Notre dernier éditorial tentait d’anticiper sur une prise de position officielle de l’Église de France à propos de la crise grave que traverse en ce moment notre pays. Mais, sans doute, fallait-il un temps de réflexion pour que nos évêques mesurent exactement les causes de la crise et les effets de son développement. Depuis une semaine, la plupart d’entre eux ont réagi, parfois collectivement comme les évêques de Normandie, le plus souvent personnellement. On note bien sûr la déclaration de Mgr Georges Pontier, en tant que président de la Conférence des évêques de France, qui donne le ton général correspondant à la sensibilité de notre épiscopat. L’archevêque de Marseille met l’accent sur « un déficit d’écoute et de dialogue dans notre pays, des ruptures et des incompréhensions que vivent beaucoup de nos concitoyens, une méfiance croissante dans toute institution et la perte de confiance dans les corps intermédiaires ». On n’est pas étonné d’une insistance particulière sur la recherche du bien commun, qui ne va pas sans dialogues courageux et constructifs.
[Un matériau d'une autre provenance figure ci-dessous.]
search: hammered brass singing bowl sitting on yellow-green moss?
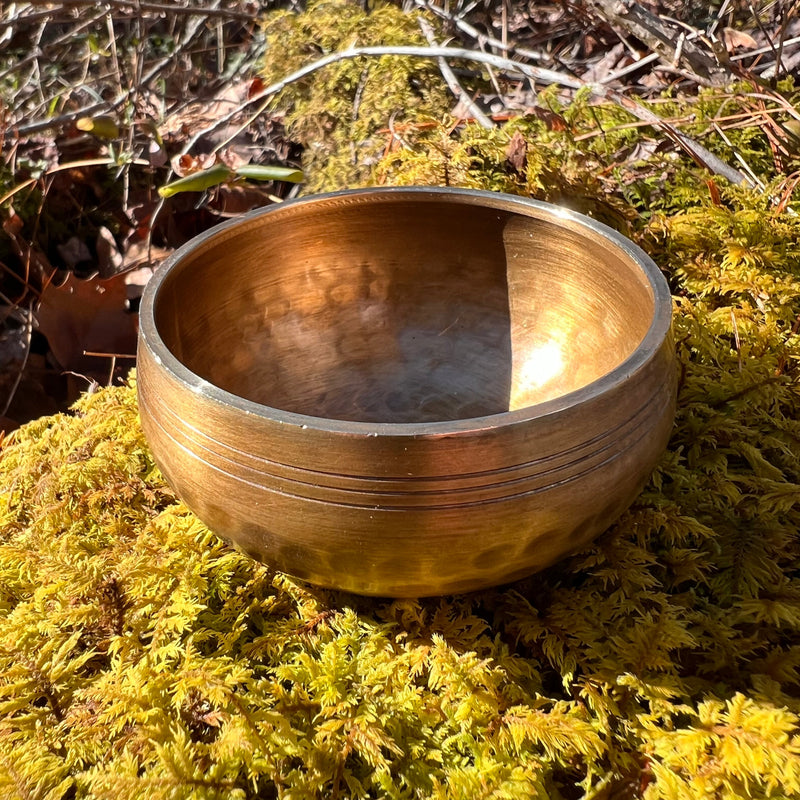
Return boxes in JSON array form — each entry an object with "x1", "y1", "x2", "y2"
[{"x1": 138, "y1": 188, "x2": 676, "y2": 597}]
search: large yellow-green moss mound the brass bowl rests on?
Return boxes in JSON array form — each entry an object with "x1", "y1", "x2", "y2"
[{"x1": 0, "y1": 6, "x2": 800, "y2": 800}]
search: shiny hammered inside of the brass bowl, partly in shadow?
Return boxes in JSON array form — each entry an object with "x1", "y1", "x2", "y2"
[{"x1": 154, "y1": 193, "x2": 655, "y2": 423}]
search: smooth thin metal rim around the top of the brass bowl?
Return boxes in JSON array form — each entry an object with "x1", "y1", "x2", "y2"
[{"x1": 138, "y1": 186, "x2": 672, "y2": 438}]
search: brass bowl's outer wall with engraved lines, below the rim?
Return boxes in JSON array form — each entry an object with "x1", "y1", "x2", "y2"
[{"x1": 138, "y1": 328, "x2": 676, "y2": 597}]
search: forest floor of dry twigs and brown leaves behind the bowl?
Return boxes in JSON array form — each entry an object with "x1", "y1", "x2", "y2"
[{"x1": 0, "y1": 0, "x2": 800, "y2": 431}]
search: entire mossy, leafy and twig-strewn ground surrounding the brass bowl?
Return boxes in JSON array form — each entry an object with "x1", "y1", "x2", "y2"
[{"x1": 0, "y1": 0, "x2": 800, "y2": 800}]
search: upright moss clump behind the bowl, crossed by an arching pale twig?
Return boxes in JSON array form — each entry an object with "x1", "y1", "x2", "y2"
[{"x1": 264, "y1": 0, "x2": 453, "y2": 192}]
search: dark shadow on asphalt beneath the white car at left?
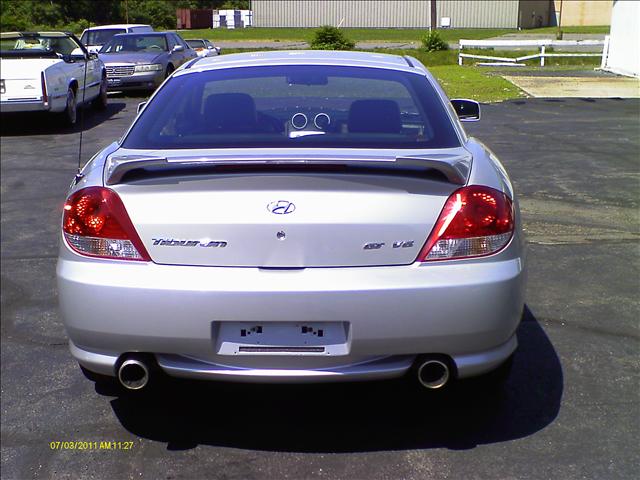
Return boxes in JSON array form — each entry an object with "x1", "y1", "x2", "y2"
[{"x1": 0, "y1": 101, "x2": 127, "y2": 137}]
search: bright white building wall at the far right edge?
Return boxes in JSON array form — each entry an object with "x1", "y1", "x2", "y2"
[{"x1": 604, "y1": 0, "x2": 640, "y2": 77}]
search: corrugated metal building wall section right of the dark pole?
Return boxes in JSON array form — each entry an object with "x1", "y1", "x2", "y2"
[{"x1": 438, "y1": 0, "x2": 519, "y2": 28}]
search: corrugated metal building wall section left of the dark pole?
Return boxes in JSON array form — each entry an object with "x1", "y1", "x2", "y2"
[{"x1": 251, "y1": 0, "x2": 430, "y2": 28}]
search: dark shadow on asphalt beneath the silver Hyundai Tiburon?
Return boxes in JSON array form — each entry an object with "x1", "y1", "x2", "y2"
[{"x1": 96, "y1": 308, "x2": 563, "y2": 452}]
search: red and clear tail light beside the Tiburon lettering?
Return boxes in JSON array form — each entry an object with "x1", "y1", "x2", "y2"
[{"x1": 62, "y1": 187, "x2": 151, "y2": 261}]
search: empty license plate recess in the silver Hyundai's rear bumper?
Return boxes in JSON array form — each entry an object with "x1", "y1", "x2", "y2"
[{"x1": 213, "y1": 322, "x2": 349, "y2": 356}]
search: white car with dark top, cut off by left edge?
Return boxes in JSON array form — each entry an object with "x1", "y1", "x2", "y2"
[{"x1": 0, "y1": 32, "x2": 107, "y2": 124}]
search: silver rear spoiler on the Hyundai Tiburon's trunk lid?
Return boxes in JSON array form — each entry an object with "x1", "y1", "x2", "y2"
[{"x1": 105, "y1": 154, "x2": 471, "y2": 185}]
Précisément, cette recherche du bien commun implique la prise en compte de toutes les données de la situation de crise, sans oublier le face-à-face des citoyens et de l’État, avec ce qu’il comporte de distance critique. L’intervention de Mgr Michel Aupetit, archevêque de la capitale, met particulièrement en évidence cette dimension : « Comme archevêque de Paris, je comprends la peine de ceux qui manifestent pacifiquement et luttent pour conserver une vie digne. Je dénonce la violence scandaleuse de ceux qui en profitent pour saccager notre ville, je salue le courage des services de police et de gendarmerie et je m’unis au souci de nos gouvernants qui cherchent des réponses à la crise. » Ainsi, personne n’est oublié, avec le contraste des responsabilités qui reviennent aux uns et aux autres. La reconnaissance du bien-fondé des revendications ne saurait aller sans respect pour l’autorité qui assume la redoutable charge de résoudre la crise. Ce n’est qu’en adoptant un point de vue supérieur de bienveillance que l’Église peut apporter son éclairage propre dans un moment crucial de la vie nationale.
Les interventions des évêques ne peuvent que se distinguer également par le recours à ce que la parole de Dieu apporte à la compréhension des relations humaines : « Pour être frères, affirme encore Mgr Aupetit, encore faut-il une paternité commune. La conscience de Dieu le Père qui nous apprend à “nous aimer les uns les autres” a façonné la face de la France. L’oubli de Dieu nous laisse déboussolés et enfermés dans l’individualisme et le chacun pour soi. » Ce rappel de la source de la fraternité humaine a pu indisposer quelques-uns. Il n’empêche qu’il est essentiel à l’approfondissement du mystère de notre condition et de notre appartenance à une même humanité, dans son unité et ses complémentarités.